On April 14, 1870, following Judge John Titus' promotion to Chief Justice, Tweed was appointed an Associate Justice to the Arizona Territorial Supreme Court. The new justice moved to Prescott and took his oath of office on August 12, 1870. He presided over his first district court session on October 3, 1870. Press reports of the new justice's performance were favorable with one newspaper reporting, "Judge Tweed has gained the confidence of the people ... by giving the law a literal construction and showing a disposition to get at the rights of matters, irrespective of technicalities." On October 2, 1871, Tweed's first wife, Ruth G., died.

The 1871 session of the Arizona Territorial Legislature created Maricopa County and placed it within Tweed's judicial district. Early in 1872, Tweed moved to the seat of the new county, Phoenix. There he purchased some land where members of his family grew alfalfa, corn, peaches, and operated a dairy farm. In addition to his judicial duties, Tweed became active in early efforts to use the Salt River for irrigation. On March 31, 1875, Tweed married Minnie A. Jackson. The marriage ended with her death on March 14, 1877. Judge Tweed's third marriage came on March 20, 1878 when he wed Marcia C. Lewis of San Francisco.
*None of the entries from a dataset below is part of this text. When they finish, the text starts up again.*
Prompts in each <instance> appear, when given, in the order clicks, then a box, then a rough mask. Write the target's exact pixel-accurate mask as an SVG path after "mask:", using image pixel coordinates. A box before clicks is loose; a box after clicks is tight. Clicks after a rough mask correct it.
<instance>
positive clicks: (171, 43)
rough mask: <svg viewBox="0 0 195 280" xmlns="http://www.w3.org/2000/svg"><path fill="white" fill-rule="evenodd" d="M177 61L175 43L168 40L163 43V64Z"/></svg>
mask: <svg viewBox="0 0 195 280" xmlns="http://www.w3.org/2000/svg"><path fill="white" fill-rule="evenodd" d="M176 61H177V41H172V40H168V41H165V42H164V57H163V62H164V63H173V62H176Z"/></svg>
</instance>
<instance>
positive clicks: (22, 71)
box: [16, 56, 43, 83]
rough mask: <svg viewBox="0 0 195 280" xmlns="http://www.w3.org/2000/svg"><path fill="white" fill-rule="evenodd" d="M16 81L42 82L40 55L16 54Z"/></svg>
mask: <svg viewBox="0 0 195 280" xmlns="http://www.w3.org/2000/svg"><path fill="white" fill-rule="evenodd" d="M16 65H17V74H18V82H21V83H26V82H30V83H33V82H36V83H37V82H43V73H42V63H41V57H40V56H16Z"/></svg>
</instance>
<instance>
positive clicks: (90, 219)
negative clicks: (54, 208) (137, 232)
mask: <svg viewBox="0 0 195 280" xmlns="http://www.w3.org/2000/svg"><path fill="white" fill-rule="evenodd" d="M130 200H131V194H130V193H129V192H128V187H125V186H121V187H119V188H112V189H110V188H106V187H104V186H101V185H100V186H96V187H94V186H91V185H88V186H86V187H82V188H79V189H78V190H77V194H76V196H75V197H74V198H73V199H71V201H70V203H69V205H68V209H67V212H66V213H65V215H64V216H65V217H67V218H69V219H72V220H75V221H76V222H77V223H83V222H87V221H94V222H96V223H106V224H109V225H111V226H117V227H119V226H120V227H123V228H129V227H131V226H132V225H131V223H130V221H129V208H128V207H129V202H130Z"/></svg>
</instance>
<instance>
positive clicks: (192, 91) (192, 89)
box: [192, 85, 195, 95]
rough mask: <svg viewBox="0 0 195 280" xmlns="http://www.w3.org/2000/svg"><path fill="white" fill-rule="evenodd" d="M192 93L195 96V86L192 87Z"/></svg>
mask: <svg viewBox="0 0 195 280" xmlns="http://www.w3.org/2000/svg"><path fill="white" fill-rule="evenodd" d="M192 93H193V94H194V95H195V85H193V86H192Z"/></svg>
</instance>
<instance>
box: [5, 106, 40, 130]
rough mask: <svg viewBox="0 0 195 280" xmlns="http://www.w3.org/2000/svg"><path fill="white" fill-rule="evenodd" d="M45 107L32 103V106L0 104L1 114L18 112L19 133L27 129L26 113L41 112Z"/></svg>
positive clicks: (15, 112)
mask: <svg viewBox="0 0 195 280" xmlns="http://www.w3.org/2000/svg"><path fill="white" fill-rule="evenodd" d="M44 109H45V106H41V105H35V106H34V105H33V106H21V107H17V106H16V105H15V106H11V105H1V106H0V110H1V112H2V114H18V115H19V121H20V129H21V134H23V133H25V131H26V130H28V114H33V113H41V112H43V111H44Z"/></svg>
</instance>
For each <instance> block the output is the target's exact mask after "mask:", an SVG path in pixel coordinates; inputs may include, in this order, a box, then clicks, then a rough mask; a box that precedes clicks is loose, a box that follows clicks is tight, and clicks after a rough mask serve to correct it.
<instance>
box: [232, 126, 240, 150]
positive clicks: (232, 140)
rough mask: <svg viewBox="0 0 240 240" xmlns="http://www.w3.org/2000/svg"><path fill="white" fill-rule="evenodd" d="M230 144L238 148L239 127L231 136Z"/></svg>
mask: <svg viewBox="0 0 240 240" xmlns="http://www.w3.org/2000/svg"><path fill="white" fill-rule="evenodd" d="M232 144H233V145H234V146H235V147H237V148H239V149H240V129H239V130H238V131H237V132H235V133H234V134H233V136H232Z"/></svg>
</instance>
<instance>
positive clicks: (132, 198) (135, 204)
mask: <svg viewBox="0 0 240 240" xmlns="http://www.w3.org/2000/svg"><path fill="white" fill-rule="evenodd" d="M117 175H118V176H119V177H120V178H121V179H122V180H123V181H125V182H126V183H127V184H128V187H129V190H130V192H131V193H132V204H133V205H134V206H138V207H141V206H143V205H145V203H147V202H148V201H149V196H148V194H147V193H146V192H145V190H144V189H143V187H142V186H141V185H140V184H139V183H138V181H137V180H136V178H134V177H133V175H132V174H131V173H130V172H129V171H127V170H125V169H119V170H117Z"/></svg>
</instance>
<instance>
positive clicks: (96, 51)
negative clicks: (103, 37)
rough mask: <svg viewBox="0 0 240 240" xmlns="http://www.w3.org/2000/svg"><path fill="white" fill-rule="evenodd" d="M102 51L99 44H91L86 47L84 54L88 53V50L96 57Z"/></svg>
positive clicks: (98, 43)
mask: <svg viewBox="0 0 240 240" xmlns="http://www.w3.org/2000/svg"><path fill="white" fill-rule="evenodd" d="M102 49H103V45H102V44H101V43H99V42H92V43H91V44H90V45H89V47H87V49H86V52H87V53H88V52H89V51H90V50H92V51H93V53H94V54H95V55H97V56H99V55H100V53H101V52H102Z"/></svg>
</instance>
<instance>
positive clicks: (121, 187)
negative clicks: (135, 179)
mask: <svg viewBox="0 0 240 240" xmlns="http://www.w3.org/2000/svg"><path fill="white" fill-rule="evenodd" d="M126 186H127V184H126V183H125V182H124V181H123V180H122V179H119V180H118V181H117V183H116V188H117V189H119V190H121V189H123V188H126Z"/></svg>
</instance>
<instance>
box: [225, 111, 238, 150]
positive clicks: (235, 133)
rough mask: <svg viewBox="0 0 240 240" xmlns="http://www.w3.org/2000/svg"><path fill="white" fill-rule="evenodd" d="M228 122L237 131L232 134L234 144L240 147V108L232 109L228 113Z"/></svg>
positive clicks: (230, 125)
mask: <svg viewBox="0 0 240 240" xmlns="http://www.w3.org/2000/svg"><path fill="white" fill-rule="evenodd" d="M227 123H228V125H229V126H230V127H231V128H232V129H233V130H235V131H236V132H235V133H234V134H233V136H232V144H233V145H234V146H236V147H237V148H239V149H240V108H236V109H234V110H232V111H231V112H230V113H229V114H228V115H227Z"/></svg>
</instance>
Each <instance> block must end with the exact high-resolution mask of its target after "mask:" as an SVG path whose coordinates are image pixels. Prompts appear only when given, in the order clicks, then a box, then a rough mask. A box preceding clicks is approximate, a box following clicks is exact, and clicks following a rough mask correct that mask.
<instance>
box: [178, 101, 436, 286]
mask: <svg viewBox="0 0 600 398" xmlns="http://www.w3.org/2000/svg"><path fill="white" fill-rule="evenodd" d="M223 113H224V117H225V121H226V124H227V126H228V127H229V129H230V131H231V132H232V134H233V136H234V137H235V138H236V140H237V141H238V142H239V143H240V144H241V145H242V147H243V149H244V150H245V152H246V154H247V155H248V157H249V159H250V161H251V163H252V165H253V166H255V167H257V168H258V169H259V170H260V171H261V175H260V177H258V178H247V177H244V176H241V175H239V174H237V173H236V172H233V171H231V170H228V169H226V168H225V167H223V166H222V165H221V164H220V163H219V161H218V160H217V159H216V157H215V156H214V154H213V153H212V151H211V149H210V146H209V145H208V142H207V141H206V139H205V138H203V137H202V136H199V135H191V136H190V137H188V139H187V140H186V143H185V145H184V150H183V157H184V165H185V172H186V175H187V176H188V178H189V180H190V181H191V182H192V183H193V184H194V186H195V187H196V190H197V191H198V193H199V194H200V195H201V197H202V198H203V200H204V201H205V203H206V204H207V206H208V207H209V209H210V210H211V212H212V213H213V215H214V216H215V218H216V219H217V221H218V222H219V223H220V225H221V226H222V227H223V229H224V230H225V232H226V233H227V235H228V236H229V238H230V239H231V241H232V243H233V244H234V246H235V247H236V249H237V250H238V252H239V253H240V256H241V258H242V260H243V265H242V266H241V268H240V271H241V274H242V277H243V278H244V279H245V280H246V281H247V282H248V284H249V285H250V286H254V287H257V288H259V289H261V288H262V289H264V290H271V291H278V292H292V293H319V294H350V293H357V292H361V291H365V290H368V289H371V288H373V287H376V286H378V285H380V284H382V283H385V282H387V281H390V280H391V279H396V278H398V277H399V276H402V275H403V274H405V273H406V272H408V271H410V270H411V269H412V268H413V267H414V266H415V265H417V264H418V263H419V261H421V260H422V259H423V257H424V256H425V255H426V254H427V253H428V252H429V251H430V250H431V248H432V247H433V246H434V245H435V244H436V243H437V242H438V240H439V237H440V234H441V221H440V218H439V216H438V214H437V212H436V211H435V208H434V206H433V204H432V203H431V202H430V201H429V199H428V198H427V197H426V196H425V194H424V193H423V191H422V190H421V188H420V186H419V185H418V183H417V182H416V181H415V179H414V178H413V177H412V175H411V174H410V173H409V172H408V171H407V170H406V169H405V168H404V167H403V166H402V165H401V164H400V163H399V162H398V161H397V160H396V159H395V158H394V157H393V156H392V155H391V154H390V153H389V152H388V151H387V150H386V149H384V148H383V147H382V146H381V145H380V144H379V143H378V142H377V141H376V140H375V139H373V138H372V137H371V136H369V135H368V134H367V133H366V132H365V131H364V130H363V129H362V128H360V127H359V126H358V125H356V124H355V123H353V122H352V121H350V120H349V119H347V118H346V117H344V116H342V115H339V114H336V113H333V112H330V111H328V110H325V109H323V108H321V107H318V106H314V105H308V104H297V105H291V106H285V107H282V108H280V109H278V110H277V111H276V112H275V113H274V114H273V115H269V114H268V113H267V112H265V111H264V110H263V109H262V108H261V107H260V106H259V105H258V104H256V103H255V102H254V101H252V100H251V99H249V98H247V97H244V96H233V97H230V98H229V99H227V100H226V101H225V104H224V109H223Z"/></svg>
In Phoenix, Judge Tweed remained as popular as he had been in Prescott. As a result, he was appointed to a second term in March 1874. This term saw charges raised against the judge, possibly by unhappy litigants, that Tweed drank to excess and had become old and feeble. Territorial Governors Anson P.K. Safford, John Philo Hoyt, Chief Justice C. G. W. French, and Edmund W. Wells were among Tweed's defenders and the charges were dismissed in 1876. The claims may however have influenced President Rutherford B. Hayes to not appoint Tweed to a third term in 1878.

After leaving the bench, Tweed moved to Mineral Park and served as counsel for a mining company. In November 1878 he was elected Mohave County attorney beginning in January the next year. Tweed resigned in mid-1880 to return to Phoenix. There he made unsuccessful runs to become Maricopa County attorney in 1880 and 1882. The judge's later years were spent in a law partnership with William A. Hancock.

Tweed had been in declining health for years. In early 1887, he traveled to San Francisco to seek medical treatment. The treatment was unable to reverse his problems and Tweed died on July 22, 1887.